GRATUIDADE DA JUSTIÇA. PEDIDO DEFERIDO PELA MM VARA EM EMBARGOS DE DECLARAÇÃO. DESERÇÃO DO RECURSO ORDINÁRIO DECLARADA PELO TRT. RAZÕES DE NÃO-CONHECIMENTO

O eg. TRT da 2ª Região deu provimento ao recurso do reclamado para declarar nula a decisão proferida nos embargos de declaração que concedeu o benefício da justiça gratuita ao autor. Assim fez consignar, in verbis: É necessário que todos os requisitos legais e sociais para a concessão da justiça gratuita estejam presentes na declaração de pobreza para que o juiz delibere deferindo ou indeferindo o benefício, de acordo com suas fundadas razões.

No presente caso, o reclamante não pode ser rebaixado à condição de pobre, ou hipossuficiente, ou necessitado, para igualar-se aos trabalhadores de baixa renda. O reclamante é um jogador de futebol cujos ganhos superam de longe os conceitos da pobreza, da necessidade econômica e da hipossuficiência. Os recibos juntados no volume de documentos indicam que no ano de 2000 o reclamante ganhava salário fixo mensal de R$ 30 mil (fls. 7), gratificações de R$ 59 mil (fls. 12), bonificações de R$ 65 mil a título de publicidade etc., o que leva à conclusão inafastável de que o reclamante é possuidor de patrimônio suficiente para se responsabilizar pelo risco de uma demanda judicial, cujo valor milionário (mais de R$ 5,5 milhões) foi por ele mesmo atribuído. Impossível nivelar um jogador de futebol, com tais ganhos salariais, a um trabalhador que ganha dois ou mais salários mínimos por mês. A justiça gratuita é uma obrigação social do Estado, que tem o dever de dar assistência aos necessitados, mas não pode ser banalizada ou desmoralizada com requerimentos absurdos. Além disso, a declaração de fls. 190 não está de acordo com a lei.

(…)

São estas as fundadas razões pelas quais entendo que a decisão recorrida é nula: a) acolheu os embargos de declaração para dar efeito modificativo à sentença, após declarar que não havia omissão, contradição ou obscuridade na decisão; b) deu aos embargos a natureza de requerimento para deferir isenção de custas; c) deu efeito modificativo à decisão sem notificar a parte contrária para impugnar o pedido de justiça gratuita; e) nem atentou que a declaração de pobreza fornecida pelo reclamante não está de acordo com os requisitos mínimos exigidos pela lei 1.060/50 e 7.115/83.

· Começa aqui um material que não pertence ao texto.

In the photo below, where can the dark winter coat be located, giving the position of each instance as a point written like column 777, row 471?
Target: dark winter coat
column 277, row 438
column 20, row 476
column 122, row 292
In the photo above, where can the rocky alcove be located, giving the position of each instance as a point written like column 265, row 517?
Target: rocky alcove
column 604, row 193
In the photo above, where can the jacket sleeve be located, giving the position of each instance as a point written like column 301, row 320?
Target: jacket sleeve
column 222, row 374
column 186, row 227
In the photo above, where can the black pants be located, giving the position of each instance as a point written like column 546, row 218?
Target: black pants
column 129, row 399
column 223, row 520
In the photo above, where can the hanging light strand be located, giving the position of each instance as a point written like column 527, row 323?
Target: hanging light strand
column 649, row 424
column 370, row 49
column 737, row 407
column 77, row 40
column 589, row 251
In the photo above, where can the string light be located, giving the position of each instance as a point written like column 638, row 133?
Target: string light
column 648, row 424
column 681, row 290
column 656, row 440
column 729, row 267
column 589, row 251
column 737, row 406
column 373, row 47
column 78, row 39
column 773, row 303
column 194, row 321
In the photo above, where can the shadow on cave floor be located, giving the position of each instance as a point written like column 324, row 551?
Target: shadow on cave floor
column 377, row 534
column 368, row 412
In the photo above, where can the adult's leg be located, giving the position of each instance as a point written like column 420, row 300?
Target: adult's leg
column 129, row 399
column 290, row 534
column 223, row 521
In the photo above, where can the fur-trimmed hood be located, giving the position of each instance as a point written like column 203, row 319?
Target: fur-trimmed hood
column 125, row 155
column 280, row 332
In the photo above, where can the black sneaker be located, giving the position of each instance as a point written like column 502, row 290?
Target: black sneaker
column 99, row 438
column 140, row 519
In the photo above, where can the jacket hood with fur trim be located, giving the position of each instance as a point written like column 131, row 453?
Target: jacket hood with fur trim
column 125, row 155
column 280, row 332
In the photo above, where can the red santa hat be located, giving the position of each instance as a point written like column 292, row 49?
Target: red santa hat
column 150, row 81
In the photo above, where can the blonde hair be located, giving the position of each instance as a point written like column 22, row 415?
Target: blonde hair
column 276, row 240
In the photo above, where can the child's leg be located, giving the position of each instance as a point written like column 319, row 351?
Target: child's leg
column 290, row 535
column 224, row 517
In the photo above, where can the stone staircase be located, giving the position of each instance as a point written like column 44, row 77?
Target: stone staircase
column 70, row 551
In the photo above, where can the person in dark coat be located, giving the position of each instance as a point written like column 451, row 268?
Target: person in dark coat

Portanto, o recurso deve ser acolhido, mas não para retornar à origem para novo julgamento, como foi requerido na preliminar, e sim para restaurar a sentença nos termos em que foi proferida, com o indeferimento da justiça gratuita. (fls. 238-239)

Inconformado, recorre de revista o reclamante, fls. 255-260, alegando ofensa aos artigos 789-B da CLT e 2º da Lei 1.060/50, bem como dissenso jurisprudencial, pois entende ser devido o benefício, já que requerido dentro do prazo previsto na Orientação Jurisprudencial 269 da SBDI-1 do C. TST.


Aduz que houve prejulgamento do juízo ao entender que o reclamante não estava habilitado para receber o benefício da justiça gratuita, pois os próprios documentos demonstram a necessidade da isenção de custas, já que o autor pleiteia o pagamento do contrato que não foi quitado, além de encontrar-se desempregado. Sustenta que não existe no ordenamento jurídico norma com imposições para a concessão do benefício, bastando que o requerente declare que no momento está impedido do recolhimento das custas.

Dispõe o artigo 2º da Lei nº 1.060/50, conforme redação atualizada da Lei

nº 7.510/86, in verbis:

“Art. 2º – Gozarão dos benefícios desta Lei os nacionais ou estrangeiros residentes no País, que necessitarem recorrer à justiça penal, civil, militar ou do trabalho.

Parágrafo único. Considera-se necessitado, para os fins legais, todo aquele cuja situação econômica não lhe permita pagar as custas do processo e os honorários de advogado, sem prejuízo do sustento próprio ou da família.

O art. 789-B da CLT, dispõe:

“Art. 789-B. Os emolumentos serão suportados pelo Requerente, nos valores fixados na seguinte tabela”

Desse modo, diante da redação dos dispositivos legais indicados, não é possível conhecer do recurso de revista. Os parâmetros fixados na v. decisão recorrida limitaram-se a anular a decisão da MM. Vara, em embargos de declaração, dando provimento ao recurso do Clube, e fazendo prevalecer a decisão da MM Vara que indeferiu.

Por sua vez, segundo o disposto nos arts. 790, § 3°, e 790-B da CLT, é facultado aos juízes, órgãos julgadores e presidentes dos tribunais do trabalho de qualquer instância conceder, a requerimento ou de ofício, o benefício da justiça gratuita àqueles que perceberem salário igual ou inferior ao dobro do mínimo legal, ou declararem, sob as penas da lei, que não estão em condições de pagar as custas do processo sem prejuízo do sustento próprio ou de sua família.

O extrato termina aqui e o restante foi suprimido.